KAB. BANYUWANGI, || Peringatan Hari Lahir Pancasila yang jatuh pada 1 Juni 2026 dinilai tidak boleh sekadar menjadi agenda seremonial tahunan. Momentum tersebut harus dimaknai sebagai pengingat bagi seluruh elemen bangsa untuk memahami sejarah lahirnya Pancasila sekaligus mengamalkan nilai-nilainya dalam kehidupan sehari-hari.
Hal itu disampaikan Ketua LSM Harimau DPC Banyuwangi, Yusuf Kurniawan, yang akrab disapa Iwan, saat memperingati Hari Lahir Pancasila, Senin (1/6/2026). Menurutnya, Pancasila merupakan fondasi kehidupan berbangsa dan bernegara yang tetap relevan di tengah berbagai tantangan sosial yang dihadapi masyarakat saat ini.
“Peringatan Hari Lahir Pancasila bukan hanya soal mengenang sejarah, tetapi juga bagaimana kita memahami dan menerapkan nilai-nilai Pancasila dalam kehidupan sehari-hari, baik di lingkungan keluarga, sekolah, masyarakat, maupun di media sosial,” ujar Iwan.
Ia menjelaskan bahwa Pancasila lahir melalui proses panjang dalam sidang Badan Penyelidik Usaha-usaha Persiapan Kemerdekaan Indonesia (BPUPKI) pada 29 Mei hingga 1 Juni 1945. Pada 1 Juni 1945, Soekarno menyampaikan pidato yang kemudian dikenal sebagai “Lahirnya Pancasila”, yang menjadi dasar lahirnya lima prinsip utama negara Indonesia.
Menurut Iwan, nilai-nilai Pancasila memiliki makna penting dalam menjaga persatuan, memperkuat toleransi, menumbuhkan semangat gotong royong, serta membangun budaya musyawarah dalam menyelesaikan berbagai persoalan di masyarakat.
Ia juga menyoroti pentingnya peran generasi muda dalam menjaga dan mengamalkan nilai-nilai tersebut.

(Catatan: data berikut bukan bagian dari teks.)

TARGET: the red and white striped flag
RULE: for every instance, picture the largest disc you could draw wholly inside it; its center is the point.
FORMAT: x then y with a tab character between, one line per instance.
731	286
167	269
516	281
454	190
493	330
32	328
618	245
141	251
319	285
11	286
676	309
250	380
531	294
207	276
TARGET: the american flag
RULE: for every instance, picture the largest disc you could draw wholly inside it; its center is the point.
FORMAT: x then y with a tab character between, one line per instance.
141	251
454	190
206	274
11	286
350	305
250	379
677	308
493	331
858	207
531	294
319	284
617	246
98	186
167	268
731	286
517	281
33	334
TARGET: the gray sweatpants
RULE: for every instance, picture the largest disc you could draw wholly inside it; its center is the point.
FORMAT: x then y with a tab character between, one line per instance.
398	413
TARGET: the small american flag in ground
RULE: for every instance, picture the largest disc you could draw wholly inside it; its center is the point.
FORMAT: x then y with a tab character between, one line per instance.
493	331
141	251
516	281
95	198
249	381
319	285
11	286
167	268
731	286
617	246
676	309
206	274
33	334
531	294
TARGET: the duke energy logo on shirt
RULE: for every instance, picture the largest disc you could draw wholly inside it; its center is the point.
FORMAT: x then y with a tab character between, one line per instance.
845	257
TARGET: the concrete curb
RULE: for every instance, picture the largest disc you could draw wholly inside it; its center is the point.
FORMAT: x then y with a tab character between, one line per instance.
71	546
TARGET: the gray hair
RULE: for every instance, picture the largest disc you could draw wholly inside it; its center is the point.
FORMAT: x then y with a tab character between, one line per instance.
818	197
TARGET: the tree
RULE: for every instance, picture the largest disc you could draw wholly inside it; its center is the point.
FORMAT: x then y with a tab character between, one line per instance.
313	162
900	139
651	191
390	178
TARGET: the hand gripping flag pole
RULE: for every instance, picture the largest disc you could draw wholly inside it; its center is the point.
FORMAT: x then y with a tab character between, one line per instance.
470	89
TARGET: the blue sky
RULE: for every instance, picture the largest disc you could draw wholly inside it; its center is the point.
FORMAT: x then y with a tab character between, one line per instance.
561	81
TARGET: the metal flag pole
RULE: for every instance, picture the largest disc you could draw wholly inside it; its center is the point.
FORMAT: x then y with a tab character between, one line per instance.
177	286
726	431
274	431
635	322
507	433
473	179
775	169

Bentuk pengamalan Pancasila, kata dia, dapat dimulai dari hal-hal sederhana seperti bersikap jujur, disiplin, menghargai perbedaan, serta mencintai produk dalam negeri.
Di sisi lain, Iwan mengungkapkan keprihatinannya terhadap berbagai persoalan sosial yang dinilai dapat mengancam masa depan generasi muda, seperti penyalahgunaan narkoba, peredaran minuman keras ilegal, dan obat-obatan terlarang. Karena itu, ia mengajak seluruh elemen masyarakat, termasuk aparat penegak hukum, tokoh masyarakat, pendidik, serta kalangan pelajar untuk bersama-sama mencegah dan memerangi berbagai bentuk penyimpangan sosial tersebut.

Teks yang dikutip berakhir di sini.